Why do transformer language models require so much memory when generating long text?
-As more text is generated, more key and value vectors need to be computed and cached, taking up more and more GPU memory. This quadratic growth in computations is inefficient and consumes a large amount of memory.
What are the key, value and query vectors in the self-attention mechanism?
-The query vector represents the current token, the key matrix represents the previous context tokens, and the value matrix also represents the previous contexts but is applied as a weighted sum after softmax.
How does the KV cache help reduce memory usage and computations?
-The KV cache stores previously computed key and value matrices so they don't need to be recomputed for every new token. Only the key and value for the new token is computed, significantly reducing computations.
Where in the transformer architecture is the KV cache used?
-The KV cache is used in the self-attention layer. The cache and the current token embedding are passed in, and the new key and value vectors are computed and appended to the cache.
What factors contribute to the memory usage of the KV cache?
-The factors are: 2 matrices K and V, precision (bytes per parameter), number of layers, embedding dimension per layer, maximum sequence length including prompt, and batch size.
Why does processing the initial prompt have higher latency?
-For the initial prompt, there is no KV cache yet so the key and value matrices need to be computed for every prompt token. Subsequent tokens have lower latency since only the new token's KV is computed.
How large can the KV cache get for a typical transformer model?
-For a 30 billion parameter model, the KV cache can be 180GB while the model itself is 60GB, so over 3x larger.
Why does the KV cache dominate memory usage during inference?

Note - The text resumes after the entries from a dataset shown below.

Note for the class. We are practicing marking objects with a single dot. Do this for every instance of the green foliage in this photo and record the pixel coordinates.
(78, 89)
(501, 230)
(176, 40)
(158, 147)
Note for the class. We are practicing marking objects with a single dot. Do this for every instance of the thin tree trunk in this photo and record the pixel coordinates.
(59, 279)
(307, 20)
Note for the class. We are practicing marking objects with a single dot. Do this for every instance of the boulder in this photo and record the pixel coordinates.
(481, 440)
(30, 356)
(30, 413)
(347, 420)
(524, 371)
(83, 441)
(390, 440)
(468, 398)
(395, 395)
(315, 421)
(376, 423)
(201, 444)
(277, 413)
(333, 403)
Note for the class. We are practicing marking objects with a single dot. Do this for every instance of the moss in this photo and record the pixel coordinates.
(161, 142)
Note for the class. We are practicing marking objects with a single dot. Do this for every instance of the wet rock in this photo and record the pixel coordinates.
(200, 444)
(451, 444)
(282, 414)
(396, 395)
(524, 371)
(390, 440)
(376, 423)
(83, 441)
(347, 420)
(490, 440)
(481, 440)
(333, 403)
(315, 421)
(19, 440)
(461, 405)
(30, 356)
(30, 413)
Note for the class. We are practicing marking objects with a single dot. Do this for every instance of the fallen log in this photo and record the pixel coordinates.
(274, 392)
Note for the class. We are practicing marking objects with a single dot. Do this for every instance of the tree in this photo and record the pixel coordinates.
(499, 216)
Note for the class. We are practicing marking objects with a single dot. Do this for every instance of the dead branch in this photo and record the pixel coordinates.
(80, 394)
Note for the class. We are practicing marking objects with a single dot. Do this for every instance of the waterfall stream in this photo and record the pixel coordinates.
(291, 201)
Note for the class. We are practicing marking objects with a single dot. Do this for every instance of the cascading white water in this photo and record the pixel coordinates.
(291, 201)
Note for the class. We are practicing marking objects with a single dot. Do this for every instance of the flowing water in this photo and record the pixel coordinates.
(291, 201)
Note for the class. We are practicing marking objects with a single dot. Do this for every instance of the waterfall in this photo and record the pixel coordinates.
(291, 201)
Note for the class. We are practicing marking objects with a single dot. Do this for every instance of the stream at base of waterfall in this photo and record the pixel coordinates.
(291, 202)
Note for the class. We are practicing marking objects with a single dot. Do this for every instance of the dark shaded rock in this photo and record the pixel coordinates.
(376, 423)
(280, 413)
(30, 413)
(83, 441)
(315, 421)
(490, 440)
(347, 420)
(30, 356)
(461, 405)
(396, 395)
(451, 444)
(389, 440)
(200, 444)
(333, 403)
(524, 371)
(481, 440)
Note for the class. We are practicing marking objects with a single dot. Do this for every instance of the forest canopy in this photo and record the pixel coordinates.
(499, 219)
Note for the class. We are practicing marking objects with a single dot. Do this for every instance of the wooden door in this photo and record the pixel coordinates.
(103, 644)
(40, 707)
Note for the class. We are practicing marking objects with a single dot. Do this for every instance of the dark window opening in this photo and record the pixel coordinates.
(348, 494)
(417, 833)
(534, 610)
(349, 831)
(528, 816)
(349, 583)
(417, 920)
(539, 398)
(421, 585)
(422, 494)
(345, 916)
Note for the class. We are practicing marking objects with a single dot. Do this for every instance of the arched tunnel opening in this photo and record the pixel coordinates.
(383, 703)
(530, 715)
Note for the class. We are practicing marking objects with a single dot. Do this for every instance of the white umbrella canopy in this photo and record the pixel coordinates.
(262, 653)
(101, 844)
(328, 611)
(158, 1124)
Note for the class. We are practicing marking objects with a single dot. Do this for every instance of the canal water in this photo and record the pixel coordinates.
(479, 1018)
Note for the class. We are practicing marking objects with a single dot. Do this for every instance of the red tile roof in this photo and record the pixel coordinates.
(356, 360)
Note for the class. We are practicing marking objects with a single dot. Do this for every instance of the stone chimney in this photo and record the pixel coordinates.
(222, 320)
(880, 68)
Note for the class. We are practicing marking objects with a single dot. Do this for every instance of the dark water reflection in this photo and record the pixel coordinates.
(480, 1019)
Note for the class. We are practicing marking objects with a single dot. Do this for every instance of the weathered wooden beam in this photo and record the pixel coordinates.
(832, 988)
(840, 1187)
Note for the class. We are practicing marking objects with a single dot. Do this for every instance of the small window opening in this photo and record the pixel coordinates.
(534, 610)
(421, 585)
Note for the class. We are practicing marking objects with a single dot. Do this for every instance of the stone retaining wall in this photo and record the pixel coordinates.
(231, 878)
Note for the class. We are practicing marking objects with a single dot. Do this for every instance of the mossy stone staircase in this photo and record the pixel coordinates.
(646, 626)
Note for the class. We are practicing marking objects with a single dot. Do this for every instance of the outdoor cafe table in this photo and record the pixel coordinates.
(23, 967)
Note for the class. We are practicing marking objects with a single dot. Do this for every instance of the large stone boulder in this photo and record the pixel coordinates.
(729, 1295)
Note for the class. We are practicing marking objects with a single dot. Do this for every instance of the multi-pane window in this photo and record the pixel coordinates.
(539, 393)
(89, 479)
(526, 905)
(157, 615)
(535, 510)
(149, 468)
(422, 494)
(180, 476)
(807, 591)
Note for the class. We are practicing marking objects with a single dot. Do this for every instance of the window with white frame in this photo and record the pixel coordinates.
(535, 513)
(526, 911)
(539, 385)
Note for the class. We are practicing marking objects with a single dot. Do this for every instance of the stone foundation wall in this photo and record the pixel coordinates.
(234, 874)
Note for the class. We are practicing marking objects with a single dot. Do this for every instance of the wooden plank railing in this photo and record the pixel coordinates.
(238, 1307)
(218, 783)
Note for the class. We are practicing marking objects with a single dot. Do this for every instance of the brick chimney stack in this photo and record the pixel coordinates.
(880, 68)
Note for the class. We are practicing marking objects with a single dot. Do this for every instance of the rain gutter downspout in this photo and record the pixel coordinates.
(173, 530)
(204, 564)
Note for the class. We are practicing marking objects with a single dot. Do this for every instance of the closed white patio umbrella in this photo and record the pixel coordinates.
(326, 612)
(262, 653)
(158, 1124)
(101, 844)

-During inference, the KV cache holds the previously generated key and value matrices so they don't get recomputed. As the sequence grows longer, this cache grows much faster than the model size.
Does the KV cache reduce computational complexity for autoregressive decoding?
-Yes, without the KV cache, a quadratic number of matrix-vector multiplications would be needed. The KV cache reduces this to a constant amount of work per token, independent of past sequence length.
Are there other memory optimizations used with transformers?
-Yes, other optimizations include using lower-precision data types, gradient checkpointing, and knowledge distillation to compress models. But the KV cache addresses a key scalability issue.